There was a definite sparkle in Amanda’s brown eyes as she asked, “Is His Grace in trouble? Or are you?”
Elizabeth smiled a little but did not answer.
“My goodness,” Amanda said good-naturedly, shaking her head in disbelief. “You have only been in town a few days! What have you done to put your aunt into high dudgeon so quickly?”
“Me?” Elizabeth cried, feigning offense. “Why do you immediately assume I am the one in trouble?”
Amanda winked at her. “Have you again stolen His Grace’s letters to draw upon?”
Elizabeth shook her head. “I was ten, and I thought they were in a stack to be burnt!” She laughed. “I am sorry I ever told you that story. I am still not convinced John has forgiven me.”
“Well, he did have to appear with them in the House of Lords,” Amanda pointed out.
“He did,” Elizabeth recounted. “And he was told that whoever had drawn on his speech had improved it tenfold.”
Amanda laughed and clapped her hands together. “Oh, I am so happy you have come. We shall have such a good time this season, all of us together.”
“I did have something serious to discuss with you first,” Elizabeth said, coming to the point. “I mentioned it in my letter…”
“Oh, the rumors about your uncle?” Amanda waved a small hand in the air.
“I brought it up at dinner last night and Penny’s grandfather remembered when the news was all over the ton.
He was tickled to have the entire company’s attention for once.
I believe his words were, ‘There is no new thing under the sun.’” She gave Elizabeth a wicked smile.
“I daresay there is a letter on its way to Sophia even now—and you know her influence among the gossips is vast. It shall take time, my dear, but we will set things to rights.”
Elizabeth squeezed her friend’s hand. “My uncle was a good man. It is painful to see his name attacked, and you know these stories never disappear entirely.”
“I know,” Amanda said, all sympathy, “but we will do our best for him.”
They sat in companionable silence for a moment before Amanda seemed to shake herself. “Let us speak of happier things, yes? I have someone I wish for you to meet.”
“Not for me, surely,” Elizabeth said warily.
Amanda laughed gaily. “No, you distrustful thing, for me.”
“Truly?” Elizabeth asked, pleased. Amanda had been pursued by several different suitors in the years she had been out, but she had never shown a marked preference for one. “Does this someone have a name?”

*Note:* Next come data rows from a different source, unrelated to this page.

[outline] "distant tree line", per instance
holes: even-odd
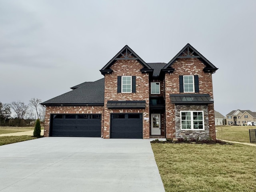
[[[34,125],[37,119],[44,122],[45,108],[40,105],[41,102],[35,98],[30,99],[28,105],[20,101],[4,104],[0,102],[0,126]],[[12,109],[14,112],[12,117]]]

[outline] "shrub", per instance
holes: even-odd
[[[39,119],[37,119],[36,122],[35,128],[34,130],[33,134],[34,137],[40,137],[41,136],[41,125],[40,124]]]

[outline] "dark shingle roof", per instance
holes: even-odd
[[[88,82],[84,82],[82,83],[81,83],[77,85],[76,85],[75,86],[74,86],[73,87],[70,87],[70,89],[76,89],[77,88],[78,88],[82,86],[84,86],[85,85],[88,85],[88,84],[92,83],[92,82],[93,82],[92,81],[88,81]]]
[[[233,115],[234,113],[236,111],[238,110],[240,112],[241,112],[242,114],[244,113],[244,112],[247,112],[250,115],[251,115],[253,117],[256,117],[256,112],[253,112],[250,110],[240,110],[240,109],[238,109],[237,110],[233,110],[233,111],[230,112],[228,114],[226,115],[226,116],[230,116]]]
[[[218,111],[216,111],[214,110],[214,117],[221,117],[222,118],[224,118],[225,117],[224,115],[221,114],[220,113],[218,112]]]
[[[165,63],[148,63],[147,64],[154,69],[153,76],[155,77],[159,76],[161,70],[167,64]]]
[[[226,115],[226,116],[228,116],[228,115],[232,115],[232,114],[235,112],[236,111],[236,110],[233,110],[232,111],[230,112],[229,113],[228,113],[228,114],[227,114]]]
[[[64,93],[41,104],[42,105],[96,104],[104,102],[104,78],[92,82]]]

“Captain Farrington of the Royal Horse Artillery.” She glanced away, and her cheeks pinked.
“I see you favor the man,” Elizabeth replied, elated to see her friend so affected. “You have had time enough in society to know your mind.” She gave Amanda a grin. “And you have always preferred military men.” She narrowed her eyes. “Though I did expect you to be loyal to the Navy.”
Amanda grabbed a pillow from the chair next her and slapped Elizabeth’s arm with it. Then she held it against her stomach and toyed with the fringe. “I do like him, Elizabeth, very much indeed. But he has not indicated whether he shall offer for me. I must not lose my head.”
“Or your heart,” Elizabeth warned. She leaned over to nudge Amanda’s shoulder with her own. “I suspect that he will reveal his intentions in short order. No man who desired your hand would wish to spend the season watching other men compete for your attentions.”
“I should hope not,” Amanda said stoutly. “I am not one to loll about, waiting for a man to make up his mind.”
Elizabeth smiled. “And he would not be the man for you were he to behave in such a way.”
Amanda peered into Elizabeth’s face. “You sound as though you have had some experience with a suitor of your own since I spoke with you last,” she said with a sort of friendly suspicion. “You know that you must tell me all.”
Elizabeth glanced around the room. It was just the two of them. There were no servants here, for they had wanted a long visit to catch up, and Amanda had decidedly banished them all.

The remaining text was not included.